With some utilities, even though there are rival suppliers in a market, the physical supply will still be controlled and maintained by a single organization. Suppliers will simply pay a fee per customer to this organization, and then use a combination of competitive pricing and lowering their own administrative costs to attract customers while making a profit. This means that, unlike many competitive markets, many customers will not be choosing between firms based on the quality of their product; with utilities this is the same regardless of the supplier. Instead, they choose based on price and the service they receive in terms of administration and dealing with problems.
Utility deregulation has led to a growth in the popularity of price comparison websites. These aim to make it easier to choose between different suppliers of a utility. Such sites automate the process of working out how much a particular customer will pay with each firm based on the amount of the utility which they use. This can be a complex process as different firms offer a wide range of pricing schemes based on differing patterns of use.
In most places where utility deregulation has taken place an official organization, either a government agency or an independent agency, will regulate the market. This regulation may include checking that firms are meeting minimum standards for maintaining supplies, or that they are being honest in their advertising. If the regulator believes firms are colluding to keep prices artificially high, they may either take action themselves or refer the case to a competition commission, depending on the local set-up.
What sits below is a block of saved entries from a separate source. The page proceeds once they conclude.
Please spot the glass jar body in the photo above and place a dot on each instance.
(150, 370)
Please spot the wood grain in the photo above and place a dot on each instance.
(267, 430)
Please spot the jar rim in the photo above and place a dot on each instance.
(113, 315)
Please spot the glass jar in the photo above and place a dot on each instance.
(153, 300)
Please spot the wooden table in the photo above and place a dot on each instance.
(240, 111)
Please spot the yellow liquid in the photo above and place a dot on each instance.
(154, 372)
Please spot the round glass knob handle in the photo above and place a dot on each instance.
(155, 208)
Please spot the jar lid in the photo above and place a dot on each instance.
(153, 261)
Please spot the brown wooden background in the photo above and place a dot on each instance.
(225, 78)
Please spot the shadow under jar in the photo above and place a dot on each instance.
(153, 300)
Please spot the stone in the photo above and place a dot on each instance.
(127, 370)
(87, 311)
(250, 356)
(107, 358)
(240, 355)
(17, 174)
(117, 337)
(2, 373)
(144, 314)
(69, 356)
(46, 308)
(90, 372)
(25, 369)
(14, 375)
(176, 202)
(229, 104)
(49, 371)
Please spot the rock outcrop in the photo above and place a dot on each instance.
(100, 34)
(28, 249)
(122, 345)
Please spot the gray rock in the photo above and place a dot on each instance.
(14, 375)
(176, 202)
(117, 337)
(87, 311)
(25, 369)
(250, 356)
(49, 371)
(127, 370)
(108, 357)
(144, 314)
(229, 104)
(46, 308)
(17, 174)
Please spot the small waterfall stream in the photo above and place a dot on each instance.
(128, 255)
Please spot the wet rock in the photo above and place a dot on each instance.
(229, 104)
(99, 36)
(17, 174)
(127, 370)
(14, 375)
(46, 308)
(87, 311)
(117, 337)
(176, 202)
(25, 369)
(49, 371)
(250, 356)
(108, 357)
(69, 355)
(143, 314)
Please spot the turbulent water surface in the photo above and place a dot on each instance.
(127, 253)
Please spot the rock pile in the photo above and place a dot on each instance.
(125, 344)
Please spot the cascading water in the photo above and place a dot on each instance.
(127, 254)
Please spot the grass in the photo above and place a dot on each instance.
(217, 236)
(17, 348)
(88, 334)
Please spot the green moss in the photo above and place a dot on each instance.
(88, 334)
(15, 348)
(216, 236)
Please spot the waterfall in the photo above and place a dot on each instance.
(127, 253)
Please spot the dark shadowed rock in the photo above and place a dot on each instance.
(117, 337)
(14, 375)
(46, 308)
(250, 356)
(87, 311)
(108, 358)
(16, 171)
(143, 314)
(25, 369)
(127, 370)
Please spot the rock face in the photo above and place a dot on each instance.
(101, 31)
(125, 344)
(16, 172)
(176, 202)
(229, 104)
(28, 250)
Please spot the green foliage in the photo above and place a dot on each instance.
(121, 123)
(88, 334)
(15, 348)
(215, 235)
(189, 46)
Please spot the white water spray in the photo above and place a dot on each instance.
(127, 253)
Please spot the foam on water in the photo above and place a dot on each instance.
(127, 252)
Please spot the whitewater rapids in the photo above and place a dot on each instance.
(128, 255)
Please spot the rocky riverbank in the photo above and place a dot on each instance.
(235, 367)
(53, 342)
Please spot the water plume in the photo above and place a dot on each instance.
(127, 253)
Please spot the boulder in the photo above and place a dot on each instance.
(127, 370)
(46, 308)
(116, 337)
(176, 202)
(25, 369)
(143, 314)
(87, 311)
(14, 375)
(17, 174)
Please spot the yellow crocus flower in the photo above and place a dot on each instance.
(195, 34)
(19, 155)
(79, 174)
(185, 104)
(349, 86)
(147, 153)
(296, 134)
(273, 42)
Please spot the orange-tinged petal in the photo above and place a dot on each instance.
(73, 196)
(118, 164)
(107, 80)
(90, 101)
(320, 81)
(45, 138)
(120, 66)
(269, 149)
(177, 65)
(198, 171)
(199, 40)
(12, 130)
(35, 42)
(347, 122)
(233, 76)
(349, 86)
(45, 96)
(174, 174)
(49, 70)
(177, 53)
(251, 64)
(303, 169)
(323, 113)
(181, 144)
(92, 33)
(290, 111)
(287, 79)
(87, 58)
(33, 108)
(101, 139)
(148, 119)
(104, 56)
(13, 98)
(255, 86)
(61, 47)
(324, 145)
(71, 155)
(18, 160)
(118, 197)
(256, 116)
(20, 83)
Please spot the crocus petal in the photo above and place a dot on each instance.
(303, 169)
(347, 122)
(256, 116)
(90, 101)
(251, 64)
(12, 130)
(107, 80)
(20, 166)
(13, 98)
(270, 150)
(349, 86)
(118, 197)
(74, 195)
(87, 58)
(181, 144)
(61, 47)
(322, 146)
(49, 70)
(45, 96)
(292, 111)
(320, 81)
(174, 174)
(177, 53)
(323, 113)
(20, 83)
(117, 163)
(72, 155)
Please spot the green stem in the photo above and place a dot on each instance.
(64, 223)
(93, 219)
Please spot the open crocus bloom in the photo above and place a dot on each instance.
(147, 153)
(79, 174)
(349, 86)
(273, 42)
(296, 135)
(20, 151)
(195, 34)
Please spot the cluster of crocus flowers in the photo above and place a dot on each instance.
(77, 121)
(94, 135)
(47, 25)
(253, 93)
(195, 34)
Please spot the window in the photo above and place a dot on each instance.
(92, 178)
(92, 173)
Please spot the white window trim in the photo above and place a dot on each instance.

Those supporting utility deregulation argue that it brings the power of a competitive market to bear on prices, meaning consumers get better value. They also argue that it encourages firms to produce more flexible pricing to meet the needs of particular types of customer. Another argument for utility deregulation is that it reduces the need for government funding of inefficient state-run utility suppliers, which could in turn lower taxes.
Opponents say prices are not always lower than when the supply was controlled by a public company. They also argue that prices are more stable with a publicly owned utility supplier as their larger size means they can afford to base their pricing on long-term averages rather than react immediately to changes in the wholesale price of, for example, gas. Another argument against utility deregulation is that it means government has less control over how utility suppliers behave on environmental issues.